Complessa da suonare, se fosse una performance jazz, e complessa anche da ascoltare.
Ha il ritmo energico di un'improvvisazione vigorosa ma anche le note tristi di quelle vite che in alcuni punti si sono spezzate. E passa dall'una all'altra in poche note. 
Il ritmo di Harlem Whitehead lo aveva già descritto nel precedente omonimo romanzo (qui la recensione), primo di una serie dedicata a un quartiere di cui l'autore sembra conoscere ogni angolo e dove pare lasci abitare varie parti della propria anima (sicuramente quella letteraria). 
Qui avevamo fatto la conoscenza di Ray Carney, commerciante di 125th Street che vende mobili nel negozio di famiglia. Una vita normale, una moglie, una figlia, qualche strano traffico e qualche magagna da risolvere e, a un certo punto con inaspettata accelerazione, una discesa in una spirale criminale che sembra essere venuto a riprenderselo dal passato. Una criminalità familiare, di nome e di fatto. 
Carney torna come protagonista di Manifesto criminale, l'ultima prova di quello che è stato titolato Narratore d'America per la sua capacità di ritrarre una nazione sempre in bilico tra umori passati e presenti. 

Stavolta il protagonista prova a rigare dritto, memore di quanto è accaduto quando ha permesso alla malavita di intromettersi nella sua, di vita.
Vive solo del suo onesto lavoro e si dedica alla famiglia mentre attorno a lui Harlem sembra collassare nel declino: la spazzatura è ovunque, l'inquinamento stringe tutto nella morsa di una grande macchia gialla, il lavoro di ogni giorno è interrotto da scioperi e contestazioni, polizia e organizzazioni politiche nazionalistiche si affrontano in scontri aperti.

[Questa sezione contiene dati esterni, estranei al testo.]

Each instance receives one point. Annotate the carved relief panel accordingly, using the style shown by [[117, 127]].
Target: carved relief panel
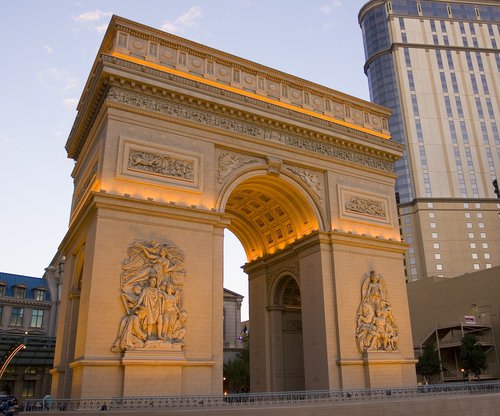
[[151, 283], [366, 207], [376, 329], [160, 164]]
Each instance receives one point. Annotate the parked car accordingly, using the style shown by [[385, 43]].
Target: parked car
[[13, 404]]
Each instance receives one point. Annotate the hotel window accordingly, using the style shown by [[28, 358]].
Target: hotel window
[[236, 75], [29, 388], [210, 67], [19, 292], [182, 58], [16, 317], [39, 294], [122, 40], [153, 49], [37, 318]]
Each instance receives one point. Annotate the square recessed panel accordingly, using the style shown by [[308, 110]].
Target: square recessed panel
[[366, 207]]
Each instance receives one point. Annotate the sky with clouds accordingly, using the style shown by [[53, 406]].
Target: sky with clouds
[[49, 48]]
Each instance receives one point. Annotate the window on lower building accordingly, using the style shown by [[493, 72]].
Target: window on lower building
[[36, 318], [19, 292], [29, 388], [39, 294], [16, 318]]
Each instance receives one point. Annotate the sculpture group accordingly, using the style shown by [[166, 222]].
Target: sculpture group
[[152, 282], [376, 329]]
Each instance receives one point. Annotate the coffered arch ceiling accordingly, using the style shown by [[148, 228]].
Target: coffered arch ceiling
[[268, 213]]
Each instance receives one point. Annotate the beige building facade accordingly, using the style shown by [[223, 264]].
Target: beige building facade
[[435, 63], [173, 143]]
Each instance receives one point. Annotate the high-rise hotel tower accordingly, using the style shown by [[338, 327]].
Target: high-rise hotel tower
[[436, 64]]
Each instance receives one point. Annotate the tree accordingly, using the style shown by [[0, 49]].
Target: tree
[[472, 356], [237, 371], [428, 363]]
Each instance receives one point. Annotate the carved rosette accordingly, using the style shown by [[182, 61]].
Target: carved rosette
[[312, 180], [151, 282], [376, 329], [230, 162]]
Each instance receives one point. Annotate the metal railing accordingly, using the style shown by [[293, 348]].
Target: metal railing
[[267, 399]]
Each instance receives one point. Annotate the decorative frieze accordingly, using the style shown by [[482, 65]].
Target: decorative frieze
[[207, 65], [241, 127], [159, 164], [361, 206], [366, 206]]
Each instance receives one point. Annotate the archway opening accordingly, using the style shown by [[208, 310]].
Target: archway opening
[[268, 214]]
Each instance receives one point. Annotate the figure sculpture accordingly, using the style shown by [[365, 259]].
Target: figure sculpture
[[376, 328], [151, 283]]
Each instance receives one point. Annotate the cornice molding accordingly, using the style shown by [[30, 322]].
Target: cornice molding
[[340, 149]]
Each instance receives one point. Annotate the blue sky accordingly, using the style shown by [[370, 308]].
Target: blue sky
[[49, 48]]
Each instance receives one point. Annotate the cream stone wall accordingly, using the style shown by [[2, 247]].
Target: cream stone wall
[[167, 156]]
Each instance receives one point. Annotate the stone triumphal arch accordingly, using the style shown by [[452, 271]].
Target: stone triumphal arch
[[173, 143]]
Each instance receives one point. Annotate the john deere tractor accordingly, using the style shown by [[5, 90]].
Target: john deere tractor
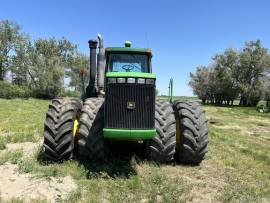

Mentre il quartiere dal ritmo inarrestabile sembra mangiarsi l'Upper East Side, i personaggi di questa storia - i vecchi e i nuovi - osservano il loro mondo dai viadotti, dai tunnel, dalle carrozze delle linee metropolitane, dai marciapiedi e dalle saracinesche un po' abbassate. Da tutte queste prospettive le storie degli abitanti di Harlem si inabissano l'una sull'altra
Il lettore però sa che Carney troppo tranquillo non sa stare, anche perché c'è una legge non scritta che dice che "il delinquente resta delinquente" e che il giorno della ricaduta in un modo o nell'altro arriva sempre. 
Per l'esattezza nel suo caso è il giorno in cui sua figlia lo prega di procuragli un biglietto per l'ambito concerto dei Jackson 5 e allora lui decide di rispolverare un vecchio contatto in polizia, il detective Munson. 
Eccolo che ricomincia, il ritmo della partitura criminale fatta di commerci loschi, malaffare, corruzione, spaccio, politica dall'animo nero.

Rispetto al primo romanzo in questo pezzo di storia c'è un'aria più cupa, la sensazione tangibile che l'inganno sia più di una dinamica sociale radicata: una componente inscindibile dall'essere umani. 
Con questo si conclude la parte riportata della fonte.